Il faisait à peine cette réflexion consolante qu’il se mit à donner les ordres nécessaires pour réparer les légères avaries que la frégate avait souffertes, et il y apporta ce sang-froid et cette tranquillité qui faisaient de lui, sinon un ami bien tendre, du moins un homme inappréciable dans sa situation.

Griffith n’avait pas encore réussi à recouvrer tout le calme qui lui était nécessaire pour s’acquitter des nouveaux devoirs dont il se trouvait chargé si soudainement et par suite d’un événement si malheureux, quand il se sentit légèrement toucher le coude par quelqu’un qui était à côté de lui.

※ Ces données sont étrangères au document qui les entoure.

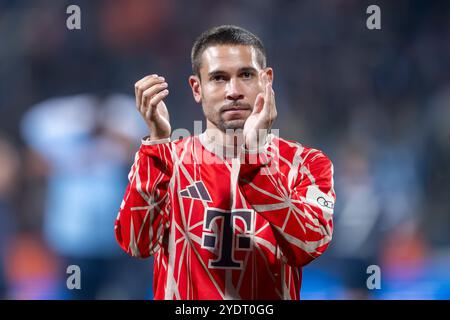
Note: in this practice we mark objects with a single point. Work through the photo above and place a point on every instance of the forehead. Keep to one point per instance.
(228, 57)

— Le capitaine anglais paraît se contenter de cette première bordée, dit le pilote ; et comme nous sommes meilleurs voiliers, il perd trop de terrain pour la redoubler, s’il est bon marin.

— Et cependant, répondit Griffith, comme il voit que nous nous éloignons si rapidement, il doit sentir que toutes ses espérances consistent à nous désagréer. Je crains qu’il ne se remette en chasse, et qu’il ne nous lâche encore quelques bordées. Il nous faudrait un quart d’heure pour nous mettre hors de portée, quand il resterait sur ses ancres.

— Il joue un jeu plus sûr. Ne voyez-vous pas que le navire que nous avons aperçu le premier du côté de l’est a le port d’une frégate ? Il n’y a pas de doute qu’ils fassent tous deux partie de la même escadre, et que l’exprès qui leur a été envoyé ne leur ait appris que nous étions dans ces parages. L’amiral anglais avait d’abord étendu sa ligne, monsieur Griffith, et maintenant qu’il voit qu’il a réussi il la resserre.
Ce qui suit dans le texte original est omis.